Hi Jeanette - I've pasted the full text of the article below:
Minister intervenes in row over drugs to treat Alzheimer's
The health minister Stephen Ladyman has intervened in the growing row over plans by NHS advisers to stop the routine prescription of four drugs to treat Alzheimer's disease.
He wants to ensure that they recognise the social implications of withdrawing official support for such drugs, even if they do not regard them as clinically cost-effective.
Draft proposals by the National Institute for Clinical Excellence (Nice) to end its endorsement of the medicines for newly diagnosed patients in England and Wales has horrified patients' groups, doctors and manufacturers.
Protesters are lobbying MPs to force a rethink of Nice's conclusions about the drugs, which cost about pounds 2.50 a day for each patient. They have warned that the decision signals "a return to the dark age" of dementia care.
But Mr Ladyman indicated that similar concerns existed at the Department of Health, which is to submit its own report on the issue this week. He told the Observer that "they [Nice] need to see the bigger picture, like the impact they will make on the families and the carers. They have to look at the wider impact of this decision. It may well be that once they have looked at the extra evidence, they will come to a different decision."
Mr Ladyman said: "I can understand why the public is so worried. If you have someone in your family who has a form of dementia and you have drugs which do work, then you are going to find this decision a bit baffling."
Three drugs to treat mild to moderate Alzheimer's, Aricept, Exelon and Reminyl, were recommended for widespread use by Nice in 2001 after complaints about postcode prescribing. The fourth, Ebixa, is used against more severe Alzheimer's.

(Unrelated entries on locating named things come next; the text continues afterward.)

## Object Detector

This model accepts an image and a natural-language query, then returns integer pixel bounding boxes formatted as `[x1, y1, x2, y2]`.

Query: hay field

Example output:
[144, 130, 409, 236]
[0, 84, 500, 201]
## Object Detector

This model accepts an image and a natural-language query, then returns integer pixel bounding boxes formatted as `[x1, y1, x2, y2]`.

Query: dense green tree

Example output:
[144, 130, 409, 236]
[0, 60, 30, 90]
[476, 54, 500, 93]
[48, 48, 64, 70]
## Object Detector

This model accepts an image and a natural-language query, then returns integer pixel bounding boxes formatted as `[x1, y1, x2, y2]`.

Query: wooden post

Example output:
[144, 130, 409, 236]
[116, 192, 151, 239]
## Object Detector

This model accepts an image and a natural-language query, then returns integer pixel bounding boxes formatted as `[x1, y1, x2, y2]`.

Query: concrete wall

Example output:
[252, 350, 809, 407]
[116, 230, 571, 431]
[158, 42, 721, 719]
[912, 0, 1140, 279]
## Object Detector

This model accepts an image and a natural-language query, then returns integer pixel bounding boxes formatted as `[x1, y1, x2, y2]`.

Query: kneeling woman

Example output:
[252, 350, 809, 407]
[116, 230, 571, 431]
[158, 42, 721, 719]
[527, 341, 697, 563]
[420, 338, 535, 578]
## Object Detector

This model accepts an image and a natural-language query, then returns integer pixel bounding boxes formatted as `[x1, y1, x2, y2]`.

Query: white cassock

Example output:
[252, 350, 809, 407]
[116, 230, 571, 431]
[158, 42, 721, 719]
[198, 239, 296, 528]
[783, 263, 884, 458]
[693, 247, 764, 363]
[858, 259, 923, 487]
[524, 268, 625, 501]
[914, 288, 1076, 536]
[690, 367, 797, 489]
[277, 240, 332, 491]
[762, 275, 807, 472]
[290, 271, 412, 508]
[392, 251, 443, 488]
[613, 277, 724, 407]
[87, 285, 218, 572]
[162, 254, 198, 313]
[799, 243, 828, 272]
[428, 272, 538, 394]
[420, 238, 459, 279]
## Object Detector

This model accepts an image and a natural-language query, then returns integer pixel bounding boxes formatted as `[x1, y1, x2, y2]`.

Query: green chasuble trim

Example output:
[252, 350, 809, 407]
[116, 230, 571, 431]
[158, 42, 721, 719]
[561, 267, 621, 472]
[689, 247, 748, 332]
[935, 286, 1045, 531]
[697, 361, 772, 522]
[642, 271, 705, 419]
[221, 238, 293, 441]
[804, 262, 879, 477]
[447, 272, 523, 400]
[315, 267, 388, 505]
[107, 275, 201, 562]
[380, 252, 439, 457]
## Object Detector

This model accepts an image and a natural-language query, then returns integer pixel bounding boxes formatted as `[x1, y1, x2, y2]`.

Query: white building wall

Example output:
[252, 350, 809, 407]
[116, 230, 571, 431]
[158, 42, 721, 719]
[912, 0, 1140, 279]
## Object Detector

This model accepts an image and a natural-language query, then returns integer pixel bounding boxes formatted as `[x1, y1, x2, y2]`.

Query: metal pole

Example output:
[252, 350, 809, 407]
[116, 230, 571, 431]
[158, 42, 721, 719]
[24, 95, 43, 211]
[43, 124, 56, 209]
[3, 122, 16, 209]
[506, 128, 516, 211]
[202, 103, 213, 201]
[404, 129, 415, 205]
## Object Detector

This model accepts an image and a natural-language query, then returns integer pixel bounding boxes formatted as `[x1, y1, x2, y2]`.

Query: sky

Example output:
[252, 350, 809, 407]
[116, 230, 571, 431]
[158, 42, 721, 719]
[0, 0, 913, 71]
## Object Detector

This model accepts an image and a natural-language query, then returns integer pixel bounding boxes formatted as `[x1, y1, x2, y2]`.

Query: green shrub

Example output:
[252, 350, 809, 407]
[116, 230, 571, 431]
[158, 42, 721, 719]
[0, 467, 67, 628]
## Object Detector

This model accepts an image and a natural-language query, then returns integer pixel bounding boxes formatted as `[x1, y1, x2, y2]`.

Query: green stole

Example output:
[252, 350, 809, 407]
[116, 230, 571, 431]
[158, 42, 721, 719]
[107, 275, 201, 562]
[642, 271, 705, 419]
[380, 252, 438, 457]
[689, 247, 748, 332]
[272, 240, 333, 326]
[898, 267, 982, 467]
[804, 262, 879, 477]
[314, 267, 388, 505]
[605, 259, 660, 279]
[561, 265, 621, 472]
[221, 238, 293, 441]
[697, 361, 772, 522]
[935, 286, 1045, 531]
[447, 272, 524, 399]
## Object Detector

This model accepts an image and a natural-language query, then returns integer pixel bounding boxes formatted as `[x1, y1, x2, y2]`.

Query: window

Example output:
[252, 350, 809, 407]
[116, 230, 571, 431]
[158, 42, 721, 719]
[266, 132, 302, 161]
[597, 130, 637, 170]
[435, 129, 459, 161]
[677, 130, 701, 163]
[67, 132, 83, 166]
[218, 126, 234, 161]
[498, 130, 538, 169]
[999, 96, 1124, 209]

The health department denied that Mr Ladyman had told the Observer that Nice guidelines would be overturned, but said it was open to anybody to offer "evidence and views" before Nice's consultation on its proposals ended later this month.
A spokesman said: "The government respects the independence of Nice. However, in view of the public concern over the draft proposals, the government will want to ensure that all aspects have been fully considered.
"In particular, the Department of Health will be asking Nice whether the wider social implications of not approving the drugs' use have been fully taken into account, especially the benefits and costs to carers as well as patients."
Neil Hunt, chief executive of the Alzheimer's Society, revealed yesterday that Mr Ladyman had contacted him to get his opinion within a couple of days of the Nice draft proposals being published.
"If this goes the distance, we will be absolutely delighted. We don't feel they [Nice] had understood the quality of life issue. We would never say these drugs were the last word. We would love to see them improved but we can't see much improvement taking place when nothing is being prescribed. We were appalled at the symbolic, let alone the practical, implications of nothing being available."
A spokesman for the Association of the British Pharmaceutical Industry said: "We are delighted to hear a rethink is in progress, both from the point of view of patients, people who look after them and families, and from the point of view of research in this area.
"We acknowledge medicines available for Alzheimer's are not the complete answer. It is going to encourage companies if they have sufficient hope medicines are going to be used. The decision as it stood would have been an enormous disincentive."